Kölner Wunsch-Transfer wohl geplatzt – Dietz hat neuen Club gefunden

Florian Dietz wird den 1. FC Köln in diesem Winter wohl verlassen. (Foto: Bucco)
Florian Dietz wird den 1. FC Köln in diesem Winter wohl verlassen. (Foto: Bucco)

Der 1. FC Köln hat sich offenbar gegen eine Verpflichtung von Innenverteidiger Gregory Wüthrich entschieden. Stürmer Florian Dietz hingegen soll es in diesem Winter nach Österreich ziehen.

Es waren zwei prall gefüllte Plastiksäcke, mit denen Florian Dietz vergangene Woche Freitag das Geißbockheim verließ. In weiser Voraussicht räumte der Stürmer des 1. FC Köln bereits vor Weihnachten seinen Spind auf dem Trainingsgelände (der GEISSBLOG berichtete exklusiv). Nun scheint klar zu sein, wohin es Dietz in diesem Winter zieht.

Laut Reviersport soll der 26-Jährige „unmittelbar vor einer Vertragsunterschrift“ beim österreichischen Bundesligisten SCR Altach stehen. Der Ex-Club des jetzigen Nürnberger Trainers Miroslav Klose überwintert als Tabellenletzter, hat in 16 Partien lediglich zehn Punkte geholt und 13 Tore geschossen.

Dietz beim FC nur Reservist

Dietz soll helfen, diese Ausbeute aufzubessern – genauso wie sich seine eigene Bilanz bessern soll.
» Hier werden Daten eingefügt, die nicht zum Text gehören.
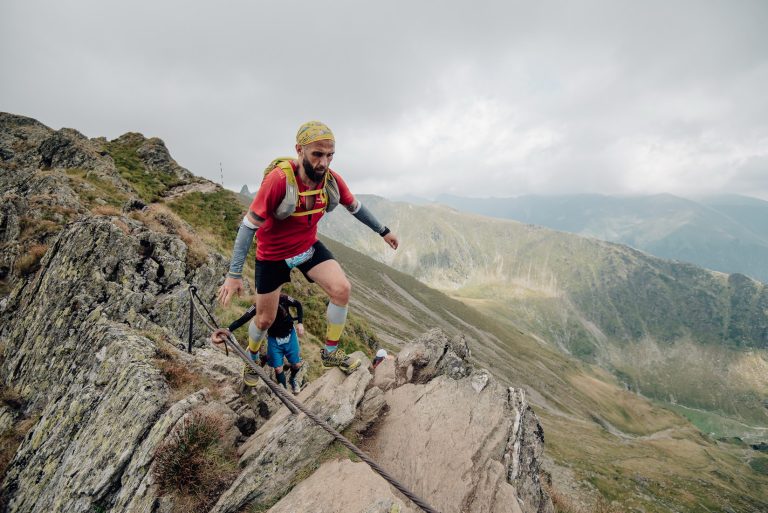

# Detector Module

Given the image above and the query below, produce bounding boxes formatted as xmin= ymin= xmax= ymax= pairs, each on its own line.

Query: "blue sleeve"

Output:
xmin=352 ymin=200 xmax=384 ymax=234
In der Hinrunde beim FC kam der Angreifer lediglich auf 51 Zweitliga-Minuten, verteilt auf drei Joker-Einsätze. Zuletzt schaffte er es achtmal in Folge nicht in den Kader.
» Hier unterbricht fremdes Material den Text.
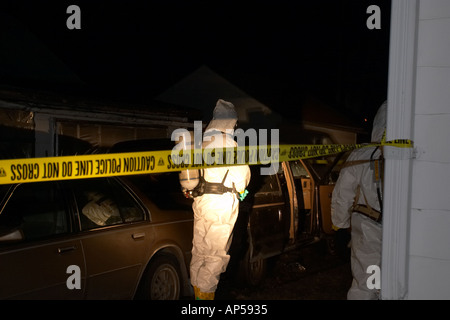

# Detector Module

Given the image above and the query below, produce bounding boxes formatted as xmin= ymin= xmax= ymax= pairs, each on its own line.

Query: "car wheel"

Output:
xmin=141 ymin=255 xmax=181 ymax=300
xmin=243 ymin=252 xmax=267 ymax=286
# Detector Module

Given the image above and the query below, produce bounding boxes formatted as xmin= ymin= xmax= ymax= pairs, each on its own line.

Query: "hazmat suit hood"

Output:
xmin=372 ymin=101 xmax=387 ymax=142
xmin=206 ymin=99 xmax=238 ymax=134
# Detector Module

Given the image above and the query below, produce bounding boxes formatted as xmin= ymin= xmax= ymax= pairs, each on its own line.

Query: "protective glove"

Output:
xmin=239 ymin=189 xmax=248 ymax=201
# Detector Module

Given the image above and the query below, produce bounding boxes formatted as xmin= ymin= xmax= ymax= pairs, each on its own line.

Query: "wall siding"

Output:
xmin=408 ymin=0 xmax=450 ymax=299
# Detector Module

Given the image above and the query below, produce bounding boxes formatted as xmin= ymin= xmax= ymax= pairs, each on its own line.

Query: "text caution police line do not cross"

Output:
xmin=0 ymin=140 xmax=413 ymax=184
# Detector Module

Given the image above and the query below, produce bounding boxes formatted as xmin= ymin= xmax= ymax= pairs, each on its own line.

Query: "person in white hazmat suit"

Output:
xmin=331 ymin=102 xmax=387 ymax=300
xmin=190 ymin=99 xmax=250 ymax=300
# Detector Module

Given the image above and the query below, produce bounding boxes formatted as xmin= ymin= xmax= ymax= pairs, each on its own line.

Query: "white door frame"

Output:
xmin=381 ymin=0 xmax=419 ymax=299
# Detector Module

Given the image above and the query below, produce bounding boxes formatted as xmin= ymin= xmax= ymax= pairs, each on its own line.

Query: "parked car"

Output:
xmin=230 ymin=142 xmax=348 ymax=285
xmin=0 ymin=175 xmax=193 ymax=299
xmin=111 ymin=134 xmax=346 ymax=285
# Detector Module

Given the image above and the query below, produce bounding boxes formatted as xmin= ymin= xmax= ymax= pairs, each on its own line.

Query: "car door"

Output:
xmin=0 ymin=182 xmax=86 ymax=299
xmin=72 ymin=178 xmax=150 ymax=299
xmin=249 ymin=168 xmax=290 ymax=258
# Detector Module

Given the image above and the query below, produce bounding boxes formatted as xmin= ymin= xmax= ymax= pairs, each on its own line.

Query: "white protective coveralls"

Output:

Ob Dietz die Kölner fest oder zunächst auf Leihbasis verlässt, sein Vertrag war schließlich erst im vergangenen Sommer bis 2026 verlängert worden, ist nicht bekannt. Neben Altach buhlte auch Drittligist Rot-Weiss Essen um seine Dienste.

Kein Wüthrich-Wechsel wegen Knie-Sorgen?

In Österreich könnte es Dietz in der Rückrunde mit Gregory Wüthrich zu tun bekommen. Denn der Abwehrchef von Sturm Graz wird offenbar nicht der gesuchte neue Innenverteidiger des 1. FC Köln. Zwar waren Sportchef Christian Keller und Lizenzbereich-Leiter Thomas Kessler Anfang Dezember zur Partie WSG Tirol gegen Graz gereist, um den Schweizer Nationalspieler zu scouten, doch ein Transfer soll aufgrund medizinischer Bedenken geplatzt sein.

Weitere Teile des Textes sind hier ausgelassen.